The project is based on the initial findings of Matthew Flick, a member of the faculty at Cincinnati Children's Hospital and former Ph.D. student in biological sciences at Purdue, that pancreatic tumors and blood clots are linked through bi-directional mechanisms that promote both pancreatic cancer growth and blood clot formation.
Han's group built a tiny device with "microfluidic" channels that host pancreatic duct tissue samples beneath a microslide. The device takes information from these samples to simulate with greater detail how cancer develops from the pancreatic duct and invades surrounding tissue.
The microfluidic device will assist in defining key mechanisms of pancreatic cancer growth and blood clot formation.

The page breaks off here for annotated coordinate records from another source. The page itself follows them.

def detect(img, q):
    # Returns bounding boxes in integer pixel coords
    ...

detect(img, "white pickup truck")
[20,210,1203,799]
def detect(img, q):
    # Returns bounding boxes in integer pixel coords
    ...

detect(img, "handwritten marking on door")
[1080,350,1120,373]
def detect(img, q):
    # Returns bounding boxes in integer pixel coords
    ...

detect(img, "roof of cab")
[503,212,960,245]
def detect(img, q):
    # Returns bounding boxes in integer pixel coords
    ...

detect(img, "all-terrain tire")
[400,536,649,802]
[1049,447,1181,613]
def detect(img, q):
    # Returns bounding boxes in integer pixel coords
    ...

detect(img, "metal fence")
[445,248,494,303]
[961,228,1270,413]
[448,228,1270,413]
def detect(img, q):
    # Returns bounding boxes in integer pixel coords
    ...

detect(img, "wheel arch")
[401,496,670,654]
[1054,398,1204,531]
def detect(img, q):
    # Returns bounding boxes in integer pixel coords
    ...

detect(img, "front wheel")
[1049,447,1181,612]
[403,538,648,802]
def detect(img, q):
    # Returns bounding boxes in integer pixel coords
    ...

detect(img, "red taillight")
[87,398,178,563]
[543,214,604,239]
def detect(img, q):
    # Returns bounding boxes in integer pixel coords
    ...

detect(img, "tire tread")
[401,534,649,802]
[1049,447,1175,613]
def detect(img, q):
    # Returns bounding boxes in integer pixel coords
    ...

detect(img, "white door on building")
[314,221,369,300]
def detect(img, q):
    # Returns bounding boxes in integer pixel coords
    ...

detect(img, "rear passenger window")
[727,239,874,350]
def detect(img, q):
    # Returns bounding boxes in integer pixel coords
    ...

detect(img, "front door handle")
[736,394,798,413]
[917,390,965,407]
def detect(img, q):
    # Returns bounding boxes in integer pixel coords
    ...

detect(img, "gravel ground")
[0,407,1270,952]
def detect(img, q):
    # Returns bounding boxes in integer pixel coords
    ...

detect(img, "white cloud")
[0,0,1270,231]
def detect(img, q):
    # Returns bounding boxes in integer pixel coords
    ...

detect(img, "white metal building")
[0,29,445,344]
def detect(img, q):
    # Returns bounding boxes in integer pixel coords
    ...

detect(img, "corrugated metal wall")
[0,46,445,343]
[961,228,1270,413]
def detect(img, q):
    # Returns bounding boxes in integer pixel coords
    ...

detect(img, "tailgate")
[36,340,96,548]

Validation studies will be performed by Flick's group to confirm tumor growth findings in mouse models, while Melissa Fishel's group at the IU School of Medicine and Melvin and Bren Simon Cancer Center will perform the same using patient samples. Alisa Wolberg's group at UNC Chapel Hill will further validate identified mechanisms of cancer-driven blood clot formation in animal and patient samples.
Each member of the team is contributing equally to the project. The NIH grant will facilitate future work on the study of these mechanisms and translation of the findings into new treatments.
A patent has been issued for the microfluidic device technology.